What is noticeably absent though is a presence of NGVs in the heavy vehicle sector. The country boasts around 5,000 CNG buses, built locally using Mercedes and Scania engines, but no trucks. This is unlikely to change as long as diesel remains available at 1/4 the price of CNG but the aforementioned fuel price review by the government might produce a shift.
Safety First
Minister Nozari also stressed the importance of maintaining high safety standards for the industry. He pointed to the local natural gas production industry as a benchmark, producing 100 billion m3 per day with minimal accidents, due primarily to tight inspection regimes in place.
Duplicating that success in the NGV sector may prove more of a challenge though, with evidence of some illegal conversions and installations taking place already. Nozari urged Iranians to report such activity to the authorities saying, “Non-standard and illegal workshops produce short term profits that are trivial and unimportant, but create problems that are irreversible.”

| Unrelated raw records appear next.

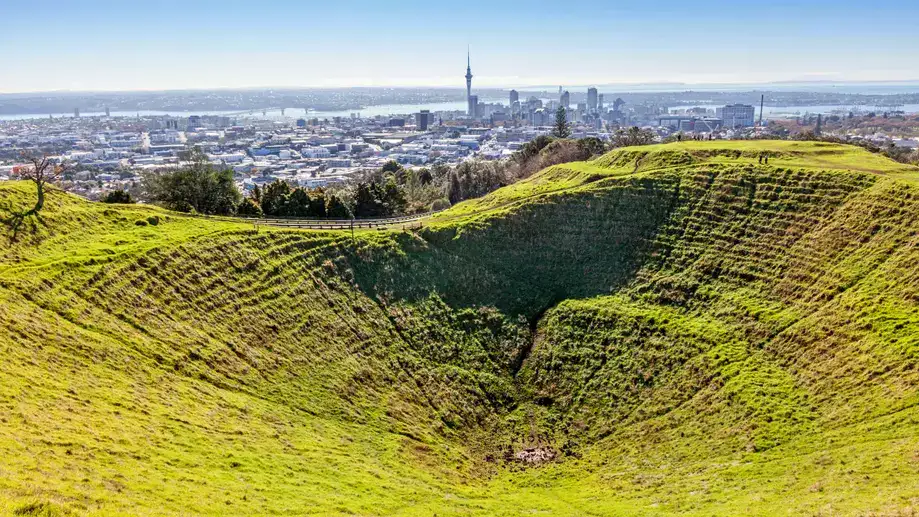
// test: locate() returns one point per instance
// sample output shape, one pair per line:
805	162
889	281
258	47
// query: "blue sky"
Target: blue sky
128	45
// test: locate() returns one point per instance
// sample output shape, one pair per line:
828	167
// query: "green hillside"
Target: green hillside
665	329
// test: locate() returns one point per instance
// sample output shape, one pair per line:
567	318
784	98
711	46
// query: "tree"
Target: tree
368	201
196	187
274	198
249	208
633	136
298	204
41	172
391	167
118	196
393	198
317	206
455	189
592	146
336	208
561	129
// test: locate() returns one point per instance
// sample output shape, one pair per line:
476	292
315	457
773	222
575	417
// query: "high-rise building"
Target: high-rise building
471	105
423	120
737	115
592	100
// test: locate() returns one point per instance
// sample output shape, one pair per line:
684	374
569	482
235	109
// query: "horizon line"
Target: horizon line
442	87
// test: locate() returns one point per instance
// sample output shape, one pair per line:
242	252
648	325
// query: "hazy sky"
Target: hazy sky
156	44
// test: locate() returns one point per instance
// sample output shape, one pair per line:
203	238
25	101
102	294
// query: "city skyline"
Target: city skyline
103	46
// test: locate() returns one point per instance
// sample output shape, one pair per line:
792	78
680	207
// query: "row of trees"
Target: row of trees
392	190
279	199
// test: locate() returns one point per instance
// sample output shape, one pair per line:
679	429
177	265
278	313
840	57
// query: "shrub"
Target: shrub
118	196
440	204
249	208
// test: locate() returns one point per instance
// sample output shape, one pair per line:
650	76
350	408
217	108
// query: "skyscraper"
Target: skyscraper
592	100
471	106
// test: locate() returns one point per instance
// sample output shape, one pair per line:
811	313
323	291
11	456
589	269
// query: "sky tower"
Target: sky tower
469	84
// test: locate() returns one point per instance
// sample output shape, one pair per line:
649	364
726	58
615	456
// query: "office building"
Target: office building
592	100
737	115
473	105
423	120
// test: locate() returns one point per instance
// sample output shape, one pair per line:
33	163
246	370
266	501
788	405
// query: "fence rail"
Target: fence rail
339	224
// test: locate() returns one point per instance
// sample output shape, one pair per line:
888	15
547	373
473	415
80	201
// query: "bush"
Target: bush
249	208
199	187
440	204
118	196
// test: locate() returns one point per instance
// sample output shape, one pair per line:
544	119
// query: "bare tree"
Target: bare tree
41	172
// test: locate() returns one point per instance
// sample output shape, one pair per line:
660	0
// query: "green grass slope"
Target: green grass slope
682	329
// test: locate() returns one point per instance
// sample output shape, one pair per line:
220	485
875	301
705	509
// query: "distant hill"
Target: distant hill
672	329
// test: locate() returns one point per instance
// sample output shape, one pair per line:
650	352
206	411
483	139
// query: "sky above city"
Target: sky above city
50	45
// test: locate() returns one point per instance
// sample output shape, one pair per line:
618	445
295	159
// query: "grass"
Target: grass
691	332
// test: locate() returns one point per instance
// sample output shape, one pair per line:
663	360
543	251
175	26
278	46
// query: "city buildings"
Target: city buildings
737	115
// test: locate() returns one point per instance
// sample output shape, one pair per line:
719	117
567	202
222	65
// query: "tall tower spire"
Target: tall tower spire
469	83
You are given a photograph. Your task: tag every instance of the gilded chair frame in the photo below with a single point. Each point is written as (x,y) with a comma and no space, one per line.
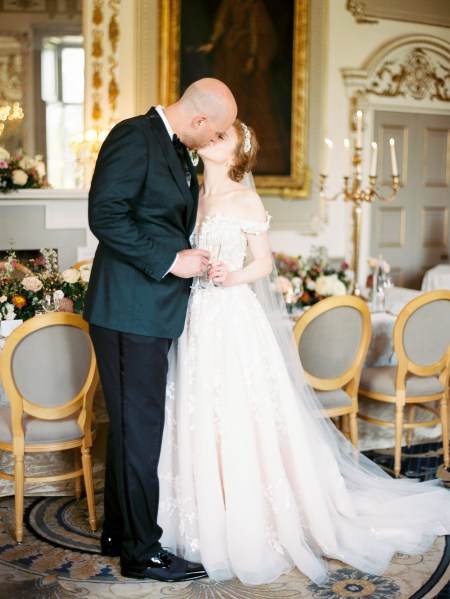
(82,263)
(401,399)
(348,380)
(20,406)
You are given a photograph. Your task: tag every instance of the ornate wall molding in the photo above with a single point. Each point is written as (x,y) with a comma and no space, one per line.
(414,67)
(113,37)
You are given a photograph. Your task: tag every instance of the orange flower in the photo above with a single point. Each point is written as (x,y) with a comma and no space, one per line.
(19,301)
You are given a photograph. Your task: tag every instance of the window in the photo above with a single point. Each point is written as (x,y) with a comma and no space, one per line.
(62,91)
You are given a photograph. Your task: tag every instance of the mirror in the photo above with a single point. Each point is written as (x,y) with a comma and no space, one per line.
(13,49)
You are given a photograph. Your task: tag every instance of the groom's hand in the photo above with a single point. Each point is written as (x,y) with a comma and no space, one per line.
(190,263)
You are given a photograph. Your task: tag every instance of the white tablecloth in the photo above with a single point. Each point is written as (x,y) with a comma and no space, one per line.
(437,277)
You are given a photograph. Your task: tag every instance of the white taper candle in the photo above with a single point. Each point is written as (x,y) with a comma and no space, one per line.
(373,163)
(346,157)
(358,129)
(328,146)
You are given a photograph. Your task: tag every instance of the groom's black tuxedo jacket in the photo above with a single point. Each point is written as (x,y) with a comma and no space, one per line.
(142,211)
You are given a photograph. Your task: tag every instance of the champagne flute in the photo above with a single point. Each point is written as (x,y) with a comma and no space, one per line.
(212,245)
(196,242)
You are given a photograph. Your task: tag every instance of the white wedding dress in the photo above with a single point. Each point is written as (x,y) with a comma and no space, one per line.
(252,483)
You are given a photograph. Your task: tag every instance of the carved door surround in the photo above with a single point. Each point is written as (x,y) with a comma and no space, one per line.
(409,74)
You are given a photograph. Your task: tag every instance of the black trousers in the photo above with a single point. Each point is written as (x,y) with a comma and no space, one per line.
(133,373)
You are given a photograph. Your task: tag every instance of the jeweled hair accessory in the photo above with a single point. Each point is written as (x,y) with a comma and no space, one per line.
(247,138)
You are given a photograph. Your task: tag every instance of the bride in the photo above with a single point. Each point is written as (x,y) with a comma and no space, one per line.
(253,484)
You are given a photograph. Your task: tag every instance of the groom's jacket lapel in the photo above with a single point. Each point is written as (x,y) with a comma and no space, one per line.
(189,193)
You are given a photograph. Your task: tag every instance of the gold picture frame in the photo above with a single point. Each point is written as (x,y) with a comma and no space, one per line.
(290,178)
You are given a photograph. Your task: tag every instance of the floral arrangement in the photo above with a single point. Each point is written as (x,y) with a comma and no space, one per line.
(304,282)
(20,171)
(27,288)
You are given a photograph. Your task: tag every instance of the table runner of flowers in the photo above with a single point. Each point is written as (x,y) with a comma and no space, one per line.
(32,286)
(19,171)
(305,281)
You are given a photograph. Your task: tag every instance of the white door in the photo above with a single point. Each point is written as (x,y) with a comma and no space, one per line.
(412,232)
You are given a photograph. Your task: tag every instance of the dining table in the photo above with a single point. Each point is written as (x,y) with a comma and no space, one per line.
(437,277)
(380,353)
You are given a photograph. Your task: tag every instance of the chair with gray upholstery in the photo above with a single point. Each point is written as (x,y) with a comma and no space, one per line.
(332,339)
(49,373)
(421,379)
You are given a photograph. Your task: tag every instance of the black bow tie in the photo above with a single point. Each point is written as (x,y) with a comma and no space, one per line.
(179,149)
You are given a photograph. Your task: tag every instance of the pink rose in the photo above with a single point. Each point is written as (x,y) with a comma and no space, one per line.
(32,284)
(71,275)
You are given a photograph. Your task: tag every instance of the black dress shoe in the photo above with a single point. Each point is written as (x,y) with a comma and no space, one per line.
(111,545)
(163,566)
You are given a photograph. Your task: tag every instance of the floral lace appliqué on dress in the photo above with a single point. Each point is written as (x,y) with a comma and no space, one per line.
(247,486)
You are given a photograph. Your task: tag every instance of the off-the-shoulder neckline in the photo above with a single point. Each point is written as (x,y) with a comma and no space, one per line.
(223,216)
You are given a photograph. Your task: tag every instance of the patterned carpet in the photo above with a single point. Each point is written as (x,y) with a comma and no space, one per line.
(59,559)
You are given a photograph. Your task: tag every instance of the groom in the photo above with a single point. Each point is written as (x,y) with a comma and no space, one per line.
(142,208)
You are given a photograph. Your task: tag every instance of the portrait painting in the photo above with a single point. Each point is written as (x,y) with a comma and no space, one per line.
(258,48)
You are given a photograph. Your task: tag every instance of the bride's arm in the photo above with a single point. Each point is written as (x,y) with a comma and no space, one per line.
(259,267)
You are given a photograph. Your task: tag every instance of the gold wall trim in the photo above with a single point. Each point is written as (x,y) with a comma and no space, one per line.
(97,62)
(113,37)
(295,185)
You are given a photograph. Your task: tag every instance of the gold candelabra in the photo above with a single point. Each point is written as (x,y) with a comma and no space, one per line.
(353,191)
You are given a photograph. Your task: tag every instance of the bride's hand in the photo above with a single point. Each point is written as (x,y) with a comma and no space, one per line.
(217,273)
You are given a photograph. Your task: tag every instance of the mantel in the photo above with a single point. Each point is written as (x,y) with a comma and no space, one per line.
(58,218)
(42,194)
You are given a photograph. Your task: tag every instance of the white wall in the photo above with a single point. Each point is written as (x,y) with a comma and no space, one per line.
(350,45)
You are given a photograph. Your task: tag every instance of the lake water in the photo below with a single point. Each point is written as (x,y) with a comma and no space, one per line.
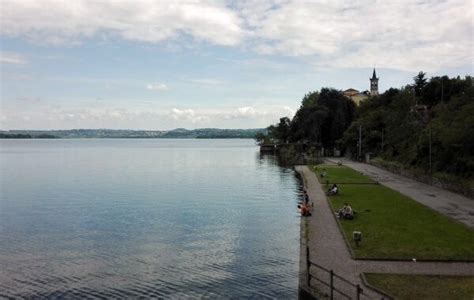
(126,218)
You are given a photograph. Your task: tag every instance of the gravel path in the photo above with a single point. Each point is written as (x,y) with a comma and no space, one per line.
(327,248)
(448,203)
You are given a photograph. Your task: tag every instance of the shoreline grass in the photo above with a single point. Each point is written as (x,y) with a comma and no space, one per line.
(404,286)
(340,174)
(395,226)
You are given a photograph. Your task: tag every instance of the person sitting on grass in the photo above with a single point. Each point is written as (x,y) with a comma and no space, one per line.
(333,190)
(305,210)
(346,212)
(306,198)
(323,174)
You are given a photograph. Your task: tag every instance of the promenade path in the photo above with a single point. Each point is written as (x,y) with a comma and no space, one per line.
(448,203)
(327,248)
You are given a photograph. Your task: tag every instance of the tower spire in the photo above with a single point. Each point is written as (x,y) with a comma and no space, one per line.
(374,84)
(374,76)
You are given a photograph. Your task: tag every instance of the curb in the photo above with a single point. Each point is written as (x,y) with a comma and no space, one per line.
(367,284)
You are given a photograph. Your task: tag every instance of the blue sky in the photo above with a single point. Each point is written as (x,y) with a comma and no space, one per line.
(167,64)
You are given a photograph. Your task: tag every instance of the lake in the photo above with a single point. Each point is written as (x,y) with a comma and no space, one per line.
(125,218)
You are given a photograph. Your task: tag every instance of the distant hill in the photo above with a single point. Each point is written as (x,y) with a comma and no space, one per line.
(208,133)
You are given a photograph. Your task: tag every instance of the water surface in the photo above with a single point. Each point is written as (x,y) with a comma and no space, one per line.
(146,218)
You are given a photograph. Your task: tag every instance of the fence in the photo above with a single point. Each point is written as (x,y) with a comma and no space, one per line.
(335,283)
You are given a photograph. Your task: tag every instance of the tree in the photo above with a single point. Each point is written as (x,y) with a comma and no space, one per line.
(420,82)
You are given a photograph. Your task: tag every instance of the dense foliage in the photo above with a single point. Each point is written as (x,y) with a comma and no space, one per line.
(321,119)
(399,124)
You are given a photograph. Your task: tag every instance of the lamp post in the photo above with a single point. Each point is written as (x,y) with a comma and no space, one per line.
(360,142)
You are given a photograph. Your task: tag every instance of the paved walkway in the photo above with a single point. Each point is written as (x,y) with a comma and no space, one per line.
(448,203)
(321,234)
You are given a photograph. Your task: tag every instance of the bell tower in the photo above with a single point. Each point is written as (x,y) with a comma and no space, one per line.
(374,85)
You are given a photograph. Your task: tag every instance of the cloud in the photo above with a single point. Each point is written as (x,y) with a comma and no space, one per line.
(405,35)
(68,22)
(12,58)
(207,81)
(157,87)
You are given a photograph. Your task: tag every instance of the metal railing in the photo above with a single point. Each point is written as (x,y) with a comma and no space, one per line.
(330,282)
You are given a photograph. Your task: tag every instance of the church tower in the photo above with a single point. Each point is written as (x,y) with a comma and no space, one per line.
(374,85)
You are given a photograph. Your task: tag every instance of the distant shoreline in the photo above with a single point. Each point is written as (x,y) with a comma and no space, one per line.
(204,133)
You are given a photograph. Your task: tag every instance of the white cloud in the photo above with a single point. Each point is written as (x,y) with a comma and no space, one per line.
(207,81)
(59,22)
(405,35)
(46,115)
(12,58)
(157,87)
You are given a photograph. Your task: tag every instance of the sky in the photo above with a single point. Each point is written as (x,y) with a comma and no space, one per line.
(159,65)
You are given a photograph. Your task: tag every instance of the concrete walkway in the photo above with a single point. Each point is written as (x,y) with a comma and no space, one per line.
(448,203)
(327,248)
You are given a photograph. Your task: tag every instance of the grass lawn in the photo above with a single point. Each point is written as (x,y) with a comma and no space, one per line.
(340,174)
(432,287)
(396,227)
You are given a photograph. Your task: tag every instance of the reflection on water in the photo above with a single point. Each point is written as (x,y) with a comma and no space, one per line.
(146,218)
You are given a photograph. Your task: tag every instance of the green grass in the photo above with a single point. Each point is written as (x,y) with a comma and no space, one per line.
(432,287)
(396,227)
(340,174)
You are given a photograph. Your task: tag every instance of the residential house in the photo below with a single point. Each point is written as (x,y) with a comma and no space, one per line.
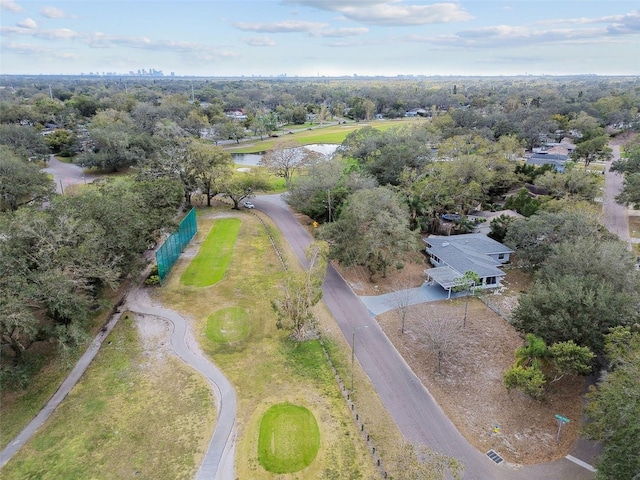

The warning was timely with unconfirmed reports circulating at the conference indicating a possible cylinder incident during the week prior, caused by the apparent use of a second hand Type 2 cylinder, imported illegally and used without the fibreglass ‘wrap’ necessary to maintain the integrity of the cylinder.
Other Issues
Other issues not unique to Iran but having an impact are matters such as land acquisition, strategic location of stations, ensuring station specs meet demand and the labyrinth of approvals required to build and operate fueling stations. These matters are proving especially problematic for private operators who are playing an increasing role in setting up public fueling stations.
Summary and Outcomes
Overall, the Iranian NGV industry presents itself as lively and spirited with some lessons to be learned but also many that could be taught. Interest in the event was high, attracting 1400 conference and workshop delegates and an additional 2,000 visitors to the exhibition, which comprised more than 100 exhibitors.
Most of the issues identified over the course of the two day conference weren’t resolved on the day, but elements of them were included in a 17 article resolution presented at the closing session of the conference. The articles are to be presented to a parliamentary subcommittee on CNG, and followed up prior to next year’s conference and exhibition.
Among the resolutions was a call for a central body to coordinate and ‘manage’ overall policy, a move that would be particularly welcomed by the increasing number of private players entering the industry.
Perhaps the biggest lesson for NGV stakeholders is just what can be achieved when policy is in place to support industry growth. Lack of infrastructure is often touted as a ‘reason’ not to pursue natural gas as a transport fuel yet Iran is proving that this is merely an excuse, that lack of infrastructure is solved simply by putting mechanisms in place that allow it to be created.